Justice Ketanji Brown Jackson, who was joined by Justice Sonia Sotomayor in dissent, would have followed Empire Health by interpreting “entitled to SSI benefits” to include all patients “enrolled in the SSI program at the time the hospital served them,” regardless of whether they received cash payments during the month of their hospitalization. This reading better reflects DSH payments’ design and purpose, Justice Jackson explained, which is to ensure that hospitals are appropriately paid for uncompensated care for low-income patients. The Court rejected the invitation to read the statute this way, reasoning that Congress could have written the statute to effectuate that goal but chose to use the receipt of SSI cash payments “to approximate a hospital’s share of expensive-to-treat Medicare patients.”

Justice Jackson also took great pains to explain why Congress used a patient’s entitlement to SSI as a proxy for low-income status in the Medicare fraction. Congress established the SSI program to help alleviate poverty — which she describes both in terms of a low income but also as “a plague of uncertainty marked by persistent instability” — by providing cash assistance to those who face a “debilitating state of low-income volatility.” 

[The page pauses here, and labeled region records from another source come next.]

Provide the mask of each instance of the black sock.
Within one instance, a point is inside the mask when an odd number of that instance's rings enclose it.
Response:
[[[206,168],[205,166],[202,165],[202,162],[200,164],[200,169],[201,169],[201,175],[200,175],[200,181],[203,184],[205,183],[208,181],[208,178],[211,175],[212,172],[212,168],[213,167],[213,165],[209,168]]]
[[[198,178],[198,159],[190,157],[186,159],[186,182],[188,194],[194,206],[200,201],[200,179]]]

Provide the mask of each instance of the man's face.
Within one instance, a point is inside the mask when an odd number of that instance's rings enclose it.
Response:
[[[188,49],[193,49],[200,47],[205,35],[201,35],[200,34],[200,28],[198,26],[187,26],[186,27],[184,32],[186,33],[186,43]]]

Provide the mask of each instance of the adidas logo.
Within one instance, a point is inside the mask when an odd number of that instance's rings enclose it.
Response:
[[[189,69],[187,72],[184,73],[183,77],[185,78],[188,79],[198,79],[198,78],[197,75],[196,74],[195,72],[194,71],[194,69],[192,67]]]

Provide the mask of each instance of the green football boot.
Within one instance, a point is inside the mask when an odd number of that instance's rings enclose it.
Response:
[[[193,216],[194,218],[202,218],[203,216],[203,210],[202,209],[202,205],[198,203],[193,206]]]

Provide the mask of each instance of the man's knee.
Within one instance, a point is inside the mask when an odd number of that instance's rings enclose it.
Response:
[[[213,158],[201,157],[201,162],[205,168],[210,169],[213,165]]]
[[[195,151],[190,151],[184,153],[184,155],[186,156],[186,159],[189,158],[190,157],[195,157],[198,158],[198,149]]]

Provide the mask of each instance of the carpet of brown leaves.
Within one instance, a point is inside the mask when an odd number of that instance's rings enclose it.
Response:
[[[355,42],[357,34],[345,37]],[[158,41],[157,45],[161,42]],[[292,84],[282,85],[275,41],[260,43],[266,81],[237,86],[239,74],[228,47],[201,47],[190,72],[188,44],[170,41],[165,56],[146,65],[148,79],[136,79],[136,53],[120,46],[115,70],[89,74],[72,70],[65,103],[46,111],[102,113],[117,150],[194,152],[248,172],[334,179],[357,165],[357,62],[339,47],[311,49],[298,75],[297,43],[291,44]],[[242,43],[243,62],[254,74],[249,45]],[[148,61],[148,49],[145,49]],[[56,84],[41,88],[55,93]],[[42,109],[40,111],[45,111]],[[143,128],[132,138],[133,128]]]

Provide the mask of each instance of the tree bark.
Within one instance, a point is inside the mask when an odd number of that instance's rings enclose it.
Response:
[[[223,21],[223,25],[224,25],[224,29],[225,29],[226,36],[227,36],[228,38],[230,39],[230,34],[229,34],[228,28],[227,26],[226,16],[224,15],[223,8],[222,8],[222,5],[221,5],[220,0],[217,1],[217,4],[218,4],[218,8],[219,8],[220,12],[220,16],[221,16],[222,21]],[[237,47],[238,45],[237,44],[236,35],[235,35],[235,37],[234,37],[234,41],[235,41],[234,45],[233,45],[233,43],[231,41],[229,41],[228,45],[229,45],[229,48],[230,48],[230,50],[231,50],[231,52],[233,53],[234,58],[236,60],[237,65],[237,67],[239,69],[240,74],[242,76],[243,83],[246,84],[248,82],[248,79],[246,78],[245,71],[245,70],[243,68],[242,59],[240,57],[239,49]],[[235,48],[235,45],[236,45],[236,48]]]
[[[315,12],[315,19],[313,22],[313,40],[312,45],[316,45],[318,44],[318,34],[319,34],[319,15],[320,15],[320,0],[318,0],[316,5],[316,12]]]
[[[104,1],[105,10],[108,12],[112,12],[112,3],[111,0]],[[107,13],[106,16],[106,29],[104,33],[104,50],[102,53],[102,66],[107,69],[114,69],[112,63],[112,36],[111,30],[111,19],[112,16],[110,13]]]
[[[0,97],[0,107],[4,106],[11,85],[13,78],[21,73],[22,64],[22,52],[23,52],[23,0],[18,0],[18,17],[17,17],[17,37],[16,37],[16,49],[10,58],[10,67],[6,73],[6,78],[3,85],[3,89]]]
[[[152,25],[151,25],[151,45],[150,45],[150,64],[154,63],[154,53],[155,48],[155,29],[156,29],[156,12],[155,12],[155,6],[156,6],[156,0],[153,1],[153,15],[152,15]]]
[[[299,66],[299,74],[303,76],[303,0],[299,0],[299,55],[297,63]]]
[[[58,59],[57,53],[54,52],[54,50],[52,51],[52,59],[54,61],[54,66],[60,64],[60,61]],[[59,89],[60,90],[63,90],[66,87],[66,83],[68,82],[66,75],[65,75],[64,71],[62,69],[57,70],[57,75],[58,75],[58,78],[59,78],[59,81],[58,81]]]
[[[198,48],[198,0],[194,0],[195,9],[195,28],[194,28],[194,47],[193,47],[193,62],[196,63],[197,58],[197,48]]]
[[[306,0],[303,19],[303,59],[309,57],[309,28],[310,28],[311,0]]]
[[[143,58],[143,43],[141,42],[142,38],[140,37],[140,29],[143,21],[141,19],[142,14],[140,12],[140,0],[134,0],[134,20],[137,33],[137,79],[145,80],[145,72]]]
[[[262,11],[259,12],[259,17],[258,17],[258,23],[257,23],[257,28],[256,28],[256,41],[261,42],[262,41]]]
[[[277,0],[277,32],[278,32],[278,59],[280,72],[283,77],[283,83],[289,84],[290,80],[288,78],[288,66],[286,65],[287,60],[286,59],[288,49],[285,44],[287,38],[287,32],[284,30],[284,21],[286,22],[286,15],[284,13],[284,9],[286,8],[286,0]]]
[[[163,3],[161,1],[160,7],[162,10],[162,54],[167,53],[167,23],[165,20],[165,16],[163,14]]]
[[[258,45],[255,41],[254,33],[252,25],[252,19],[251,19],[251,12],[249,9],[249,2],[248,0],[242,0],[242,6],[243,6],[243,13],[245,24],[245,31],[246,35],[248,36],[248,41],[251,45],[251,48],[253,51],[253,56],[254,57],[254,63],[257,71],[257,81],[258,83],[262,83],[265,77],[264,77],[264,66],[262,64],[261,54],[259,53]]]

Linking the Medicare fraction to the SSI program, she argued that Congress meant to include the same population. Because it is one’s low-income status generally, not the monthly fluctuations in their income, that shapes their health and the cost of treatment, limiting the numerator to the days when their hospitalization coincides with a monthly cash-flow shortage fails to meaningfully approximate the cost of treatment. Holding that a person is entitled to SSI payments only when they “actually receive a check from the government in any particular month” fails to recognize how poverty shapes health and arbitrarily excludes many low-income people from the DSH formula’s count.

In closing, Justice Jackson raised concerns that the Court’s decision will lead to underpayments that force more DSH hospitals to close, leaving the poorest communities in limbo. It will now be up to Congress, she concluded, to restate its intention and ensure that DHS hospitals are reimbursed at a rate that fully accounts for their low-income patients.